J’ai longtemps pensé que je deviendrais chanteuse d’opéra. J’avais une passion pour les airs italiens, un penchant prononcé pour la dramaturgie (lire ici: le drama) et un véritable amour de la scène.

Mais une fois mon baccalauréat entamé, j’ai été convaincue que je n’avais pas ce qu’il fallait pour faire carrière en chant classique. J’ai cru me rendre utile à la société (!?), et j’ai fait une maîtrise en science politique, laissant ma voix derrière moi. J’ai cru, pendant un moment, que je me destinais à un métier à vocation sociale ou politique.

Alors, quand on m’a proposé d’être chroniqueuse culturelle à Radio-Canada pour la nouvelle équipe du matin, j’ai été très surprise et j’ai d’abord refusé, persuadée que je ne rentrais pas dans le moule habituel des chroniqueuses culturelles de la radio publique. Autant j’estimais que c’était un immense privilège d’avoir cette tribune, autant je pensais ne pas avoir le profil recherché.

Mais j’étais curieuse. Je suis donc allée consulter une longue lignée de femmes magiques qui avaient occupé ce fauteuil matinal de chroniqueuse (et une bonne psy!). Elles m’ont encouragée à relever le défi et à y mettre ma couleur. J’ai finalement accepté le poste, la peur au ventre, prête à essayer de devenir «critique» culturelle.

Ces femmes, j’ai humblement pensé que je pouvais les imiter. J’ai étudié le vocabulaire qu’elles utilisaient quand elles examinaient un film du point de vue de la réalisation, quand elles jugeaient une pièce de théâtre sous l’aspect des techniques de jeu des comédiens ou qu’elles analysaient les arrangements de tel ou tel album.

J’ai très longtemps cru, que pour être une bonne chroniqueuse culturelle, il fallait traiter des œuvres selon des critères techniques et spécifiques. J’ai aussi cru qu’en acceptant, j’allais toujours me mesurer à l’aune du travail qu’elles avaient accompli.

Peu de temps après avoir obtenu le poste, j’ai croisé mon amie Régine, et elle m’a dit: «Réalises-tu le pouvoir que tu as?»

Non… je n’avais pas pensé à ça.

J’avais pensé à la responsabilité et aux attentes élevées. J’avais pensé, sans prétention, aux conséquences des critiques parfois mitigées ou malheureuses.

Mais le pouvoir dont Régine me parlait était tout autre.

C’était celui de proposer un regard différent sur la culture et de choisir les voix à amplifier.
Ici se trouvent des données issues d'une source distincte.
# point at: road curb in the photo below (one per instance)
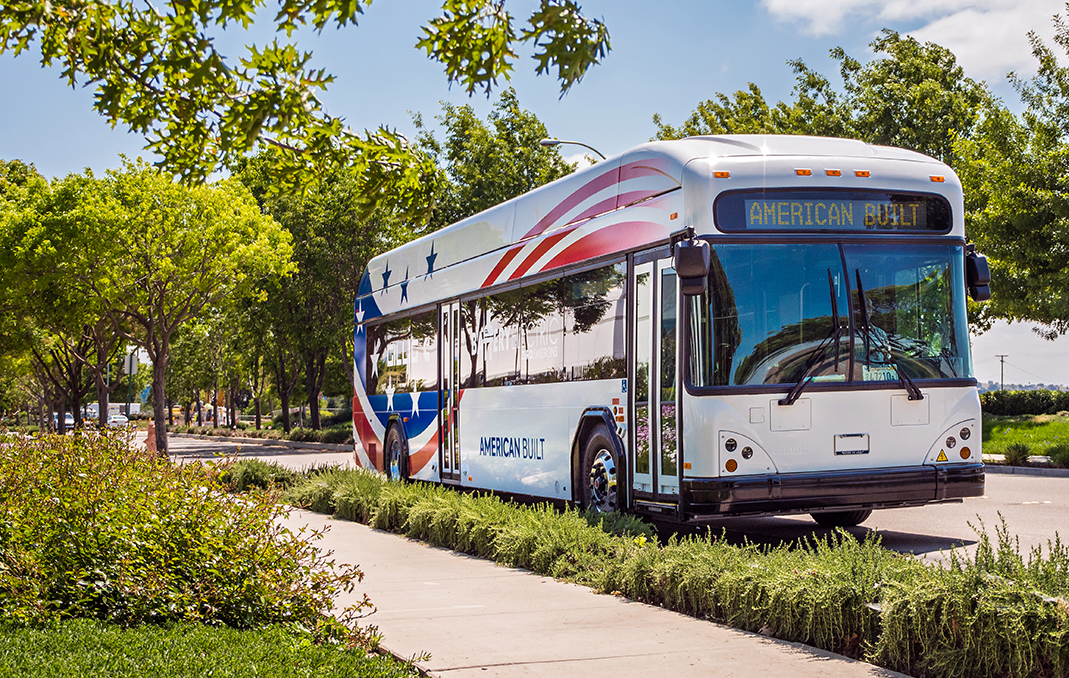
(1026, 471)
(268, 442)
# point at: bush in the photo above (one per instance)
(993, 615)
(90, 527)
(245, 474)
(1017, 455)
(1058, 455)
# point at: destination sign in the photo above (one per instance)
(831, 210)
(836, 214)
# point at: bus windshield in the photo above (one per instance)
(840, 312)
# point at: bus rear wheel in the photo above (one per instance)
(599, 479)
(396, 463)
(842, 519)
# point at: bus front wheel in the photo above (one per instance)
(842, 519)
(396, 463)
(600, 472)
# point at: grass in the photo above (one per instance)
(1037, 432)
(91, 649)
(996, 614)
(115, 563)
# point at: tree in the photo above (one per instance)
(158, 71)
(153, 253)
(485, 164)
(336, 229)
(914, 96)
(1016, 175)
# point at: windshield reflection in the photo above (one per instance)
(772, 312)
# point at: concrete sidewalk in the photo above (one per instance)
(477, 618)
Par cette simple question, Régine m’a permis de comprendre que le micro que j’utilise tous les matins doit non seulement être tendu vers ceux et celles qui n’en ont pas, mais qu’il doit aussi servir, parfois, à soumettre l’art et la culture au regard et au caractère de la société dans laquelle ils s’inscrivent. Ce qui veut dire qu’il peut parfois servir à souligner le manque de répliques données par des femmes dans un blockbuster ou à se poser des questions sur l’importante représentation policière dans une série télé… Et que ça peut être fait entre deux ou trois critiques d’albums de musique classique ou néodisco. (C’est une question de dosage.)

Certaines personnes jugent que ce genre de critique n’est pas valable en culture, et on m’a trop souvent reproché, comme chroniqueuse culturelle, de faire du militantisme sous le couvert d’une chronique.

Je me suis beaucoup remise en question à la suite de ces commentaires négatifs, étant sensible au ton parfois véhément employé sur les réseaux sociaux et étant avide de m’améliorer.

Mais je pense que si, finalement, ma voix ne sert pas à porter les airs de Puccini, elle doit au moins être en harmonie avec les préoccupations de notre époque.

Si j’ai un quelconque pouvoir, comme me le disait Régine, je crois que c’est celui-là.